Here lies the equation of tyranny with the scheme of propagating irrationality and ultra-nationalism, hankering for power and deep-seated animosity. The idea is geared to dousing the spark of literary and artistic creativity, the essential cultural agencies of a civil society. As Albright defines, “A fascist is someone who claims to speak for a whole nation or group, is utterly unconcerned with the rights of others and is willing to use violence and whatever other means are necessary to achieve the goals he or she might have.”

Albright is a true believer in the institutions of democracy, underpinned by the love of truth, beauty, friendship, justice and compassion, values that enable humanity to eradicate the sweeping fascist thinking. She is qualified to speak and write on the subject with her experience and pain of a victim of the German invasion of Czechoslovakia on March 15, 1939, when Hitler’s war machine “pushed Europe to the threshold of a second world war”. She escaped with her parents to London only to return after the capitulation of the Nazis. But the stay in Czechoslovakia was short-lived with the country falling to the communists. The family escaped as exiles to the US where as a young girl, Albright began to adapt to a life of freedom, to a culture of comic books, “bubble gum”and a high school club that actively engaged in discussions on international affairs, Gandhi and Tito.

Specialising in the Eastern European Studies, she wrote and thought deeply on totalitarian regimes and the “Orwellian nightmare”, “of whole countries living behind barbed wires”. And finally, with the end of communist rule in Czechoslovakia and the fall of the Berlin Wall in June 1989, she optimistically began to sense “that democracy had aced its severest test” especially with the liberation of Ukraine, Caucasus, the Baltics and Central Asia.

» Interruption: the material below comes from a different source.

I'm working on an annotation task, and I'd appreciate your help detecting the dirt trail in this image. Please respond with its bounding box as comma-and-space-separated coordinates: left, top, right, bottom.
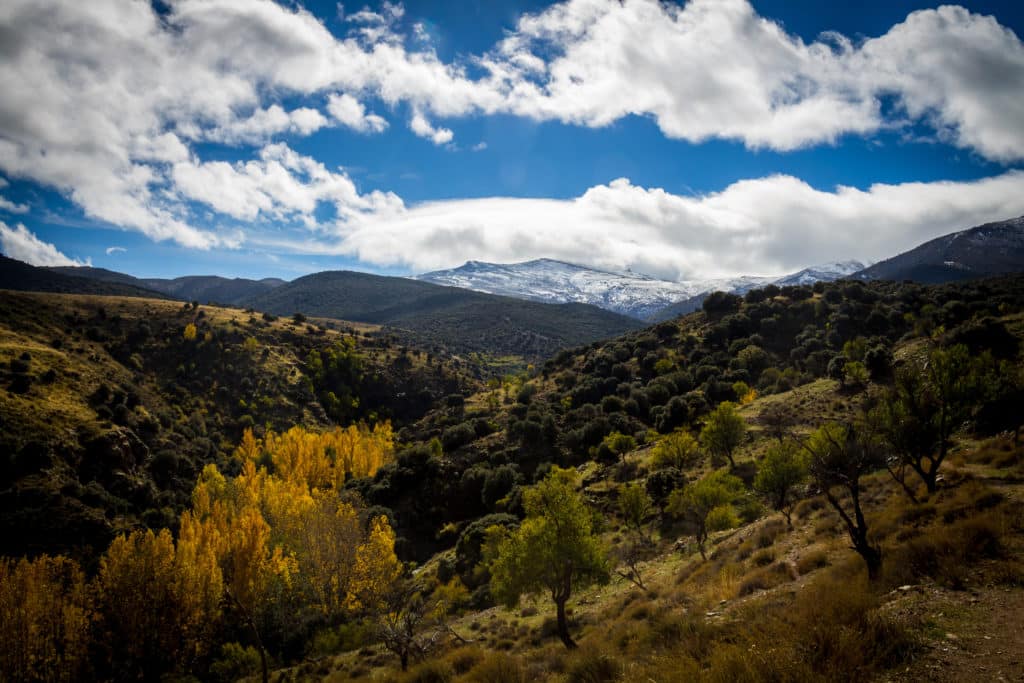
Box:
882, 587, 1024, 683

Nelson Mandela, too, became the embodiment of liberation, “engendering hopes of regional renaissance”.

But this was to be short-lived; the ominous note that Albright strikes in the return of fascism counters the buoyancy she had experienced listening to the writer Vaclav Havel, former President of Czechoslovakia. He spoke about a future when Europe would inch towards unification when the powerful would no longer suppress the weak. The uplifting vision has sadly faded. Democracy is once again under threat and “people in positions of power undermine public confidence in elections, the courts, and the media”. This is a global scenario for which she squarely blames Donald Trump. In Albright’s words: “If we think of Fascism as a wound from the past that had almost healed, putting Trump in the White House was like ripping off the bandage and picking at the scab.”